【5月号⑨】「ミニトマトの1日」れいこ


 ミニトマトの定植をしました!崖崩れ下ハウス三棟で、ミニトマトを育てます。先日、北棟のビニールを張り替えて、梨地の爽やかなブルーのハウスに生まれ変わりました。

 第一弾は、北棟と真ん中棟に、ピンク色のミニトマトと、黄色のミニトマトがなる品種を植え付けました。吉畑ハウスの苗床では、トマトの苗が一番花を咲かせ、定植の日を待ちわびていました。植え付けの日は雨が強く降っていましたが、ハウスの中は程よく涼しく、快適に作業をすることができました。

 一日を通して、六人のメンバーで、畝立てから支柱立て、植え付けまでを行いました。初めに、もみ殻で畝の印つけをして、クワで畝立てをしました。前日に、あけみちゃんが管理機で耕してくれていたので、土がフカフカでがクワがサクサクと進みました。
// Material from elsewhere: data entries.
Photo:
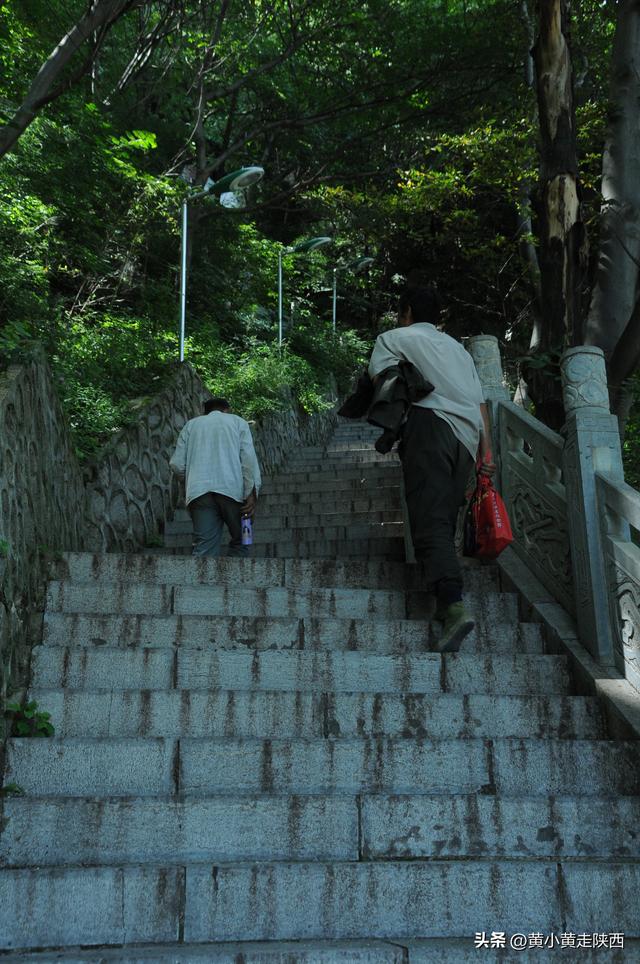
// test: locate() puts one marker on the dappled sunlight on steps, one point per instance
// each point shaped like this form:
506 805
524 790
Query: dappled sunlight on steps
262 761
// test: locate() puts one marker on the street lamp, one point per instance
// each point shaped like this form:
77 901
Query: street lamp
235 181
356 265
302 247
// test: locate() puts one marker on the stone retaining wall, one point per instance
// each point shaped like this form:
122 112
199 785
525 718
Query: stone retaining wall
118 503
41 503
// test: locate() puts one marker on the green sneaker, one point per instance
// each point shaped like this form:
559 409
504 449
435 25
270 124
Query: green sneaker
457 624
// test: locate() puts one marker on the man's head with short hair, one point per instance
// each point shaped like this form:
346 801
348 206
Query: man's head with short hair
419 304
216 405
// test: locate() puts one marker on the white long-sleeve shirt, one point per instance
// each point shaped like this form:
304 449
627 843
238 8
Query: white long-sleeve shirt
457 393
215 452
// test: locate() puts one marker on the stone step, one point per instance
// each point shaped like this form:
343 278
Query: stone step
196 767
399 901
400 951
254 952
56 667
302 502
51 832
325 474
123 598
324 461
386 547
149 598
271 518
354 483
276 530
303 715
87 567
46 832
259 632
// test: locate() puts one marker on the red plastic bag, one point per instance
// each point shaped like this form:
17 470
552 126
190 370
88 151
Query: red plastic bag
492 526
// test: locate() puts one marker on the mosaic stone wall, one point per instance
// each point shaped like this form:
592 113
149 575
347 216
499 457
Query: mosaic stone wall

 上げられる土は全てさらって、みんなで、水はけのよい高畝を意識しながら作りました。支柱立ては、八十センチピッチに縦竹を打ち、補強はスズランテープを使って行いました。支柱がシンプルな分、縦竹が一列に並ぶラインが良く見えます。

■美しい支柱と畝

 お父さんがいつも、

「きれいな畑では、いい野菜がとれる!」

 と教えてくださるので、支柱も美しく、長持ちするように立てられたらいいなと思いました。
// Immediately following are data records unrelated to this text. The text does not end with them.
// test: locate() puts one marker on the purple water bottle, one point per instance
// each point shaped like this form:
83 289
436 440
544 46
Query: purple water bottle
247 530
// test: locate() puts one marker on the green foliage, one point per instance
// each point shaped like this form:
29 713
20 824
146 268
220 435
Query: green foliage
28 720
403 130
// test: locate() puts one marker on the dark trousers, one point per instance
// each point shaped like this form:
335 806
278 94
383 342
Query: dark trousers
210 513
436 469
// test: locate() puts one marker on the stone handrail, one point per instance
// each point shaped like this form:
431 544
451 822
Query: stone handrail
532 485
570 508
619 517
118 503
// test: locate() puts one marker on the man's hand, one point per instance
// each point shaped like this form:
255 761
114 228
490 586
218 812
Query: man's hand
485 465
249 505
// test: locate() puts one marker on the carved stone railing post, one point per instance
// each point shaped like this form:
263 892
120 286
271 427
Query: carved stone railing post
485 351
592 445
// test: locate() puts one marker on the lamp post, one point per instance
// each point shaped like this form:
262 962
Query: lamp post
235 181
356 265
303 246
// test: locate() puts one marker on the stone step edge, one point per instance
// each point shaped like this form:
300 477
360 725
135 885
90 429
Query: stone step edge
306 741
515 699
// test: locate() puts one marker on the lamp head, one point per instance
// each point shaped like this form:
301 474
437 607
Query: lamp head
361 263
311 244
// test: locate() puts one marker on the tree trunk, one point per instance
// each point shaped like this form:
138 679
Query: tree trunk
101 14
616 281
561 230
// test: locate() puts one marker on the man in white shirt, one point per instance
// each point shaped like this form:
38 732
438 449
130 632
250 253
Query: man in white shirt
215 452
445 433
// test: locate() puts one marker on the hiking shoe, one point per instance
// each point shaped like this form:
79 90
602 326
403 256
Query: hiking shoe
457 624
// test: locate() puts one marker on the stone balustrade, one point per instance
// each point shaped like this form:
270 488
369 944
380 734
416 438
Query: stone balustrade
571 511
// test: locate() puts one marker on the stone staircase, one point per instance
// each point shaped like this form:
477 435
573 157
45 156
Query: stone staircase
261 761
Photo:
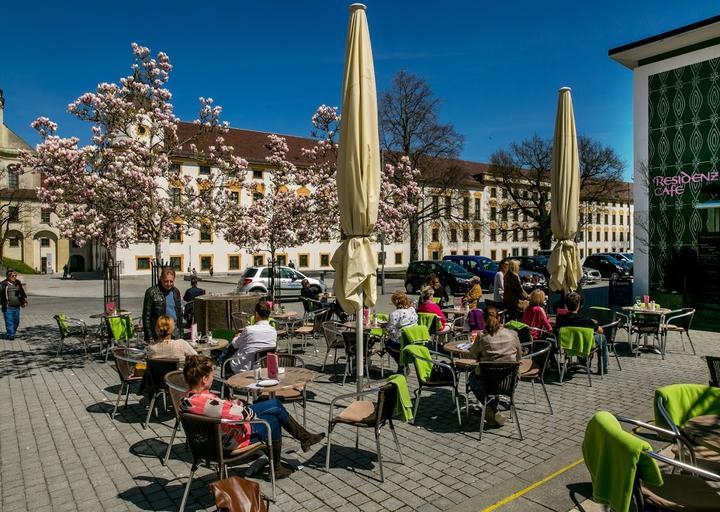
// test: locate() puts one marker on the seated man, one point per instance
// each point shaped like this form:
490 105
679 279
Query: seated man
573 318
259 336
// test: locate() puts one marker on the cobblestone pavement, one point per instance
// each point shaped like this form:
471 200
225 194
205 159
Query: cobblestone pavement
59 449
 支柱を立てる穴は、穴あけドリルを使って開けていきました。よしみちゃんと一畝交代で穴を開けていったのですが、ドリルのエンジンが今までで一番スムーズにかかったので、とても良い兆しだなと感じました。
  
  
 次に、竹は畝間にまとめて運び、穴があいたところから、どんどん差し込んでいくようにしました。ペアになって体重をかけて竹をさしこみ、後は篠竹を使って、土を固めていきました。

 竹は、須原さんやさくらちゃん、ちさちゃんたちがつい先ほど、二メートルにカットしてくれたばかりの青竹を使わせてもらいました。炙った竹の色もきれいだけれど、青竹がまっすぐに並ぶと、料亭の庭のような雰囲気が出ていいね! とみんなで話しました。

 スズランテープも緑色に統一して、見た目にも涼し気になりました。縦竹が立ったら、天井をスズランテープで補強をしていきます。

 この工程は、トマトの支柱立てで最も重要だと思ったので、テープがピンとまっすぐに張るように、全員で方法を統一して行いました。

 三人一組になって、竹の通りがまっすぐになるように支える人、スズランテープのロールを引っ張っていく人、コンテナに乗って上で思いっきりスズランを引っ張る人、で協力して張るのが、とても上手く行きました。

 スズランを指で弾くと、ぶんと音がなるくらい、ぴんと張れたので、支柱全体の強度もかなり増したと思います。午前中に支柱立てまでを、きりよく終えることができました。

■植えつけリレー

 午後からは、いよいよ、トマトを定植します。一番花が咲いたころに植え付けるのが良いので、ベストタイミングでした。花芽がついていると、苗を植える向きも分かりやすく、黄色い花でいっぱいのきれいなトマト畑が想像し易かったです。

 植穴には、牡蠣殻とマルチリン酸を埋めました。トマトはカルシウムがたくさん必要とするので、根から出る酸が肥料を溶かし、じっくりと効いてくれたらいいなと思いました。植穴に水をたっぷり注いで、そこに苗を沈めるようにして、植え付けました。
 
  
 ハウスに引かれているホースの水の出がとても良かったので、ななほちゃんが一穴五秒ずつ水を貯めていってくれるのを追いかけて、五人で定植していくという方法でやってみました。その方法がとても良くて、スピードが早く、かつ楽しくできました。

 水が土に吸収されてしまう前に植え付けたいため、植え付けの手も自ずと猛スピードになっていったのです。りなちゃんが、「リレーみたいで、すごく楽しい!」と言ってくれていました。結果的に、一棟八分で植え付けることができました。

 五時までに、支柱に誘引するところまでを終え、さらにハウス内周の草取りまで進められました。とても充実した、トマトの一日になりました。

 夏になったら、花火のようにたくさんの花を咲かせて、甘いトマトをたわわに実らせてくれたら嬉しいな。トマトさん、これからよろしくね。